We return to the rest camp and retreat from the very hot sun. I catch-up by writing a chapter of my blog and a read of my book whilst Brownie concentrates on learning Spanish – trips to Spanish speaking destinations in 2023 are in the pipeline so we’ll be reliant on her resulting studies.

We head for the Lookout Cafe for a sundowner and early dinner. It overlooks a horseshoe bend in the Zambezi River and the bridge crossing in the distance being the border between Zimbabwe on the left and Zambia on the right.  It’s the night before full-moon and the Zambezi glistens as it glides by.  En-route to our watering hole very excitedly we book a helicopter flight over the falls for tomorrow afternoon.

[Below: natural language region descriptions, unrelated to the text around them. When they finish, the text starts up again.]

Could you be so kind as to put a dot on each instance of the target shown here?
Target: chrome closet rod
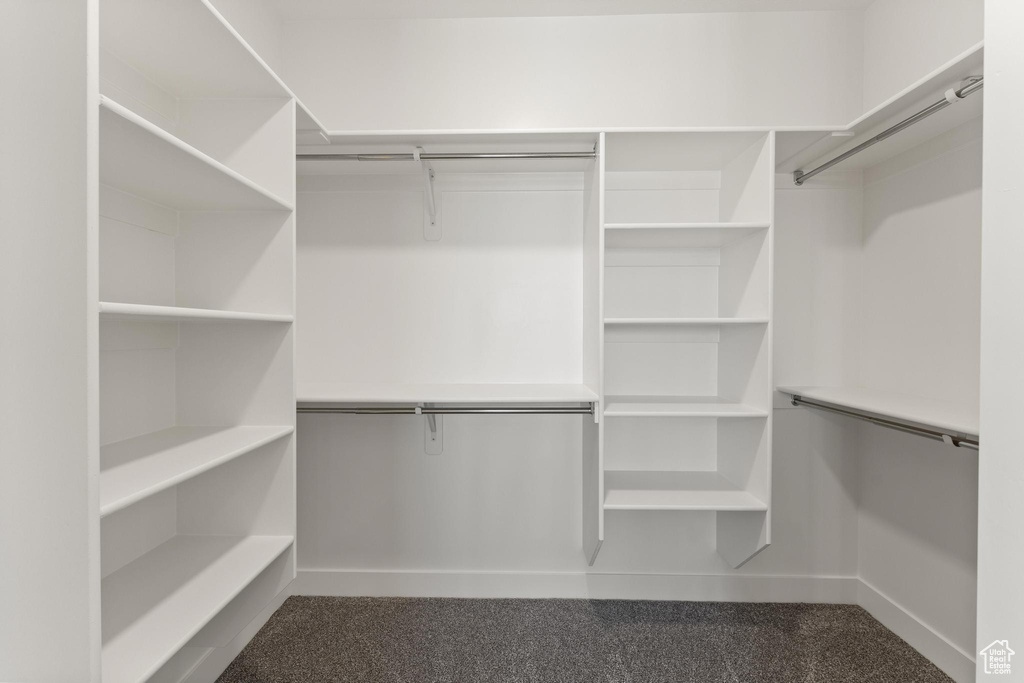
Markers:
(976, 83)
(448, 156)
(446, 410)
(958, 441)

The following day after large quantities of  wise water the night before, we have a very late lunch and a lounge by the pool. Our helicopter pick-up is at 4pm and the helipad is just a 5 mins drive from the rest camp. After a weigh-in and safety briefing we join our Flight of Angels with 2 other passengers. Everyone gets a window seat and I get the golden ticket up front next to the pilot.

The flight is just 12 mins but affords us with a fantastic opportunity to view the falls from above and appreciate just how vast they really are. It’s summer here currently and the resulting reduction in the water flow allows us to view the whole of the canyon as the water flows down which at other times of the year would be completely obscured by towering plumes of mist as vast quantities of water cascade over the falls. We see elephants crossing the river as we return to the helipad. It’s our first game sighting of the trip other than our resident pesky monkeys who when they’re not terrorising me in the washblocks are desperate to get through the windows into our hut!!

I mentioned previously that it was nearly full moon and tonight it is and we return to the Falls at around 7 to take a tour with the park guides to witness a lunar bow. Lunar rainbows are viewed when the moon is near to full (when it is at its brightest). A Lunar rainbow is a rainbow produced by light reflected off the surface of the moon refracting off of in this case the spray generated by the waterfall into the air.  Luna rainbows are relatively faint, due to the smaller amount of light reflected from the surface of the moon. Because the light is usually too faint to excite the cone color receptors in human eyes, it is difficult for the human eye to discern colors in a moonbow. As a result, they often appear to be white.

We spend around an hour marvelling at the truly awesome spectacle and feel very blessed to have been able to witness our first Lunar Bow. We head back to camp to pack after a truly memorable day. We are leaving camp at 6.30am to join our Nomad truck.